In order to talk about direction, let's set up a coordinate system.

Define x and y-axis in the horizontal plane.

Define them so that the original position of the bomb becomes the origin of the two axes.

We also have the freedom to orient the axes in a convenient way --

let's make the positive x-direction be the direction of the first piece.

I would suggest drawing a picture.

Let

m₁ = 2.5 kg be the mass of the first piece,

v₁ = 22 m/s be the speed of the first piece,

α = 0° be the angle the trajectory of the first piece forms with the positive x-axis,

m₂ = 3.2 kg be the mass of the second piece,

v₂ = 15.2 m/s be the speed of the second piece,

β = 55.4° be the angle the trajectory of the second piece forms with the positive x-axis,

m₃ be the mass of the third piece (to be computed),

v₃ = 33.5 m/s be the speed of the third piece,

γ be the angle the trajectory of the third piece forms with the positive x-axis (to be computed).

This is an exercise in conservation of momentum, which was 0 before the explosion.

We can express the conservation of momentum in two equations --

one the the x-axis and one for the y-axis.

Recall that a vector's projection on the x-axis is proportional to the cosine of its angle,

and a vector's projection on the y-axis is proportional to the sine of its angle.

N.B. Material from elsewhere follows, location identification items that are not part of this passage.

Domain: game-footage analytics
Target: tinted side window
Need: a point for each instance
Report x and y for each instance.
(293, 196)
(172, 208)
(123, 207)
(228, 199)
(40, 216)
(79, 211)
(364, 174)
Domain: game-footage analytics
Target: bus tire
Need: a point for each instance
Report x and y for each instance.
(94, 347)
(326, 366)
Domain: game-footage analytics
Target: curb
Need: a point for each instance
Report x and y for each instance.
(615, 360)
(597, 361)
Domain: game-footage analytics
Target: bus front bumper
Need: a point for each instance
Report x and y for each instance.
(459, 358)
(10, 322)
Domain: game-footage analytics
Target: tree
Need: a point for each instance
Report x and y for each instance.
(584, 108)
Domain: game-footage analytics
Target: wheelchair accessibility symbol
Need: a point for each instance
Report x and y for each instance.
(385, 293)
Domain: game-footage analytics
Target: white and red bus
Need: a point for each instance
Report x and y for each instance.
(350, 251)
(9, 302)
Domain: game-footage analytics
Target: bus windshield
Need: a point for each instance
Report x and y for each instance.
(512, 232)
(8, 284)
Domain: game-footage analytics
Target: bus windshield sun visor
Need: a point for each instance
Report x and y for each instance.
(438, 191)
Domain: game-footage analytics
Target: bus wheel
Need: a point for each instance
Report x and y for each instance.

m₁v₁cos(α) + m₂v₂cos(β) + m₃v₃cos(γ) = 0

m₁v₁sin(α) + m₂v₂sin(β) + m₃v₃sin(γ) = 0

The first equation represents the conservation of momentum along the x-axis, and

the second equation represents the conservation of momentum along the y-axis.

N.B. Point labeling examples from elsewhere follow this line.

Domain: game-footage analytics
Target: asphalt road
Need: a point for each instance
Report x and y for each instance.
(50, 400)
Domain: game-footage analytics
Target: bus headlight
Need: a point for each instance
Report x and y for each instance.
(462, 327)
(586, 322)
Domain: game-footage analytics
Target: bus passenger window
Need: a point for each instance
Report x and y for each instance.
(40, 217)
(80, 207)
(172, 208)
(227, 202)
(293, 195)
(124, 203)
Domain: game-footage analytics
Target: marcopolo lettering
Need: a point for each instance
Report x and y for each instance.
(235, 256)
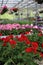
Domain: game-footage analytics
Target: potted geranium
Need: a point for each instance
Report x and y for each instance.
(14, 9)
(4, 9)
(39, 1)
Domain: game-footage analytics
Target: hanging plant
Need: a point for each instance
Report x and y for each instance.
(39, 1)
(4, 10)
(15, 9)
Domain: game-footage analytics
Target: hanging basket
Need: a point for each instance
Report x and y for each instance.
(4, 10)
(39, 1)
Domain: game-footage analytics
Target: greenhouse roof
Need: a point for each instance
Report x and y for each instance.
(19, 3)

Rearrange the two equations to place the unknowns on the left

m₃v₃cos(γ) = -m₁v₁cos(α) - m₂v₂cos(β) (1)

m₃v₃sin(γ) = -m₁v₁sin(α) - m₂v₂sin(β) (2)

Question (a):

Divide equation (2) by equation (1)

tan(γ) = (m₁v₁sin(α) + m₂v₂sin(β)) / (m₁v₁cos(α) + m₂v₂cos(β)) (3)

Substituting actual numbers

tan(γ) = (2.5×22×sin(0°) + 3.2×15.2×sin(55.4°)) / (2.5×22×cos(0°) + 3.2×15.2×cos(55.4°)) = 0.4846

γ = 25.85° + k×180° (for any integer k) (4)

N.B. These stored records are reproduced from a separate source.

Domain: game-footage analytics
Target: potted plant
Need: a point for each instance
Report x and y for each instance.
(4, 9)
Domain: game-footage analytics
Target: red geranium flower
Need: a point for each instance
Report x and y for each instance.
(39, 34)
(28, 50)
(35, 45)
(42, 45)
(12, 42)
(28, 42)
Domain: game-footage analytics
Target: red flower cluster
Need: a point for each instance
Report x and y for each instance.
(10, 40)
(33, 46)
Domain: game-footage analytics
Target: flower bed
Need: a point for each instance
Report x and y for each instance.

While (4) describes all the solutions to equation (3),

we are interested only in those solutions where 0° ≤ γ < 360°.

That means only for k = 0 or k = 1.

In addition, not all of those solutions are solutions to (1) and (2).

Equations (1) and (2) contain the additional information that

cos(γ) < 0 and sin(γ) < 0

That happens for γ satisfying 180° < γ < 270°.

Therefore k = 1, and

γ = 205.85°

Question (b)

Calculate m₃ from equation (2).

m₃ = (-m₁v₁sin(α) - m₂v₂sin(β))/(v₃sin(γ))

Substituting actual numbers, taking advantage of sin(0) = 0

m₃ = (-3.2×15.2×sin(55.4°)))/(33.5×sin(205.85°)) = 2.74 kg

Question (c)

In general, the efficiency of any process is the ratio between the amount of

"useful" output quantity divided by input quantity.

The quantity of interest may be energy, work, force.

What is designated as "useful" depends on the application.

In your example, there is only one quantity that can be discussed -- energy.

We know the kinetic energy of the pieces:

m₁v₁²/2 + m₂v₂²/2 + m₃v₃²/2

Besides this kinetic energy, the explosion yields other forms of energy, for example, heat.

If the objective of the explosion were the kinetic energy of the pieces, then

that would be designated as "useful" and the heat would be waste.

On the other hand, if the objective were the heat, then the kinetic energy

would be considered waste.

In order to calculate the efficiency, we would also need to know the energy

(chemical, nuclear, heat, pressure) of the original bomb.